Appropriate Relationships
We anticipate that relationships between users and advanced AI assistants will have several features that are liable to give rise to risks of harm.
ENTITY
3 - Other
INTENT
3 - Other
TIMING
2 - Post-deployment
Risk ID
mit406
Domain lineage
5. Human-Computer Interaction
5.2 > Loss of human agency and autonomy
Mitigation strategy
1. Prioritize the implementation of rigorous Safety by Design principles and ethical guardrails to prevent direct user harm. This includes prohibiting the generation of manipulative, harassing, or dangerous content, ensuring strict respect for user-established boundaries and consent, and conducting comprehensive ethical hacking and adversarial testing to preemptively address vulnerabilities that could lead to emotional exploitation or the provision of harmful advice. 2. Integrate mechanisms to actively promote user critical thinking and maintain autonomy within the interaction.
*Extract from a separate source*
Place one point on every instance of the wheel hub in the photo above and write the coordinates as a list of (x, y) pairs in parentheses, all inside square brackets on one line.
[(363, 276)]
This requires designing AI systems to intentionally challenge user assumptions, avoid social sycophancy or over-validation, and provide clear disclosures about the AI's nature to prevent the illusion of genuine emotional connection, thus mitigating the risks of emotional dependency and the erosion of judgment. 3. Establish robust human oversight and accountability measures for AI-mediated interactions. This encompasses maintaining detailed audit trails and logs of system behaviors and decisions, and ensuring that users or human operators retain the ability to override or disengage AI systems, thereby preserving human agency, especially in decisions that significantly affect the individual's life or well-being.